Thursday, January 19, 2012

My Breastlaration of Independence.

Ahh nursing!  That ancient and beautiful ritual between a mother and child.  We have all see the images of beautiful curvy women breastfeeding their children with ease.  My mother breastfed 6 children, many of us until we were old enough to inform her when it was time to switch sides (me).  Seeing my mom breastfeed my siblings was the most natural thing in the world to me so when I found out I was pregnant it was a foregone conclusion that I would be nursing.
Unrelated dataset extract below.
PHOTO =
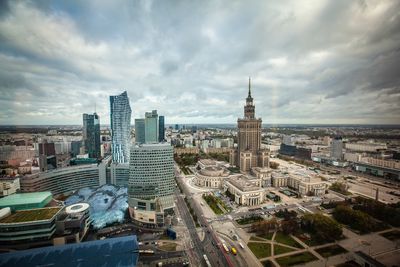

This is what I thought nursing would be like: 

 This was how we actually started out:

I had this idea in my head that babies were born knowing how to nurse, that my baby would emerge from within me, crawl up to my chest, tuck a napkin under his chin and feed himself.  Oh if only that were true.  My beautiful son came 11 days early and while I was convinced that he was the size of a county fair prize watermelon, he tipped the scales at a whopping 5 lbs 14 oz.  
We struggled with nursing from the minute he was born.  His tiny mouth + my gigantic lunch boxes were not a match made in lactation heaven.  Some nights it would take me 40 minutes to get him to latch, he'd nurse for 45 minutes, fall asleep and wake up 30 minutes later to nurse again.  Trevor and I have this theory that someday in the future, Jack is going to watch Indiana Jones and the Raiders of the Lost Ark- you know that scene where a huge boulder is barreling after him?  Jack will watch that scene and turn to whoever is in the room with him and say "I could go for some milk."

We learned how to latch together, we found a routine, we struggled through a plugged duct, we survived late night feeding and "Family Ties" marathons.  We made it an entire year together.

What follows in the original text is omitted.